I don't think most of these people commenting on "professional" photographers know anything about it.


RE: No viewfinder
By weskurtz0081 on 7/23/2012 10:10:44 PM , Rating: 2
That may very well be true, I don't know enough to comment on the quality of the camera either way, I just didn't see "professional" mentioned by anyone other than the people posting in the forum. It seemed to me that the people that were complaining were doing so for the sake of complaining and not because it was being marketed as a "professional" camera.


RE: No viewfinder
By Stuka on 7/23/2012 4:17:40 PM , Rating: 2
Liveview is actually a godsend, but until we have displays with 100% color and brightness in sunlight, it is useless.


RE: No viewfinder
By SPOOFE on 7/23/2012 7:30:20 PM , Rating: 2
You mean... like a screen inside a viewfinder?


RE: No viewfinder
By EricMartello on 7/24/2012 1:53:39 AM , Rating: 1
People who voted this comment down are morons.

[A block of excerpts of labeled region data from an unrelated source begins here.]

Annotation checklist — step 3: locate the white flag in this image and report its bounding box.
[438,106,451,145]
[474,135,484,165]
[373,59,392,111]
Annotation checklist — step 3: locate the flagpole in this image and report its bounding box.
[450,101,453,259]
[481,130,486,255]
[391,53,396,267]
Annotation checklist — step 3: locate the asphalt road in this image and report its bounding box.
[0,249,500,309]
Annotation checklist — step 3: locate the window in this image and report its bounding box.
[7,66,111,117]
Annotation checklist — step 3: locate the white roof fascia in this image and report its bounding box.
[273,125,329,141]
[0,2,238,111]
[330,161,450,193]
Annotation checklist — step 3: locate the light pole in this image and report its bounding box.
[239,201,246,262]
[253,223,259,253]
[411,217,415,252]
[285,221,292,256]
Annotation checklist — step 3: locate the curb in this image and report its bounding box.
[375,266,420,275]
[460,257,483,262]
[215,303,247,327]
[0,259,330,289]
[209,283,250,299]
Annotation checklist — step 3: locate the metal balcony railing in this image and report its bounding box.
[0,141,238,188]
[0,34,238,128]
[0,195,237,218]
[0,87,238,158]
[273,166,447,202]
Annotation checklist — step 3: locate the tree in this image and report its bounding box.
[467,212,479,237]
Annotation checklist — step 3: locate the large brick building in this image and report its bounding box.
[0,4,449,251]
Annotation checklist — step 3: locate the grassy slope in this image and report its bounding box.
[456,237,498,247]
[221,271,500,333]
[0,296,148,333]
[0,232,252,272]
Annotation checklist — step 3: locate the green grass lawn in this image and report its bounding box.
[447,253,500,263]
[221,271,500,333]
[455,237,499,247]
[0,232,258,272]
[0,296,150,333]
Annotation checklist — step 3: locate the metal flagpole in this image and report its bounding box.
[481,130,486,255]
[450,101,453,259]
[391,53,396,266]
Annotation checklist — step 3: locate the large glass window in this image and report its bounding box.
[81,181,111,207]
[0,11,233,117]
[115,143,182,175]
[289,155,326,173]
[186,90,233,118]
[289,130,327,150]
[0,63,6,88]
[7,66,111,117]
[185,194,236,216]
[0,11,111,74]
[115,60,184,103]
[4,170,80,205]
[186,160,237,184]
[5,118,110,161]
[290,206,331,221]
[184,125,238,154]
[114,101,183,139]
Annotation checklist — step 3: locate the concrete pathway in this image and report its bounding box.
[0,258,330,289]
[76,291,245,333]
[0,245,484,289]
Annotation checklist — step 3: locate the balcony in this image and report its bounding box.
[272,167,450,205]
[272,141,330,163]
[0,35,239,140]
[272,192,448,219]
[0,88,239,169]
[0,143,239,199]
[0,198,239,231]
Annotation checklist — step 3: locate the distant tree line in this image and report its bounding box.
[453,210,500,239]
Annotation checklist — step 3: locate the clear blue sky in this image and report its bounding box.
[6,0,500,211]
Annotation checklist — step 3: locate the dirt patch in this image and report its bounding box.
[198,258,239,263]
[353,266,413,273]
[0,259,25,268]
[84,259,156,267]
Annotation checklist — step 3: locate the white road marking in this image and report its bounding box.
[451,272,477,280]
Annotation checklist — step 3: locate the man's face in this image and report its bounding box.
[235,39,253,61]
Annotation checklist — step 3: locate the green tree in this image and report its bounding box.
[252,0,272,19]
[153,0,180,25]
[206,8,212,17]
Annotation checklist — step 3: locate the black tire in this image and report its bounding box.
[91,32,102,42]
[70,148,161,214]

A viewfinder is essential if you want to get proper framing, especially outdoors in the sun. If you're content to just take snapshots, save yourself $799 and keep using your idiotPhone. It's more than enough for people like you.


RE: No viewfinder
By SPOOFE on 7/24/2012 4:59:41 PM , Rating: 2
"Useful" is not spelt "e-s-s-e-n-t-i-a-l". It is spelt "u-s-e-f-u-l". Learn how to spell words before trying to use them.


RE: No viewfinder
By EricMartello on 7/24/2012 6:20:15 PM , Rating: 2
No, it's essential and if you think otherwise you probably don't know what you're doing. Why do you always jump into digicam discussions and make moronic comments? You're obviously not very good at photography to even suggest that an LCD screen alone is sufficient on a camera that is aimed at a higher end audience. Moe Ron.


RE: No viewfinder
By SPOOFE on 7/24/2012 7:02:38 PM , Rating: 2
You can't properly frame a picture using an LCD screen?

EricMartello = Hack.


RE: No viewfinder
By EricMartello on 7/25/2012 12:58:25 AM , Rating: 2
People who make comments like that generally wouldn't understand why a viewfinder > screen and should not be optional or not included on an $800 camera.


RE: No viewfinder
By ritualm on 7/25/2012 3:03:04 AM , Rating: 2
No reason you can't, but it's a lot less susceptible to camera shake if you use a viewfinder.

Can't do this at all on this Canon mirrorless.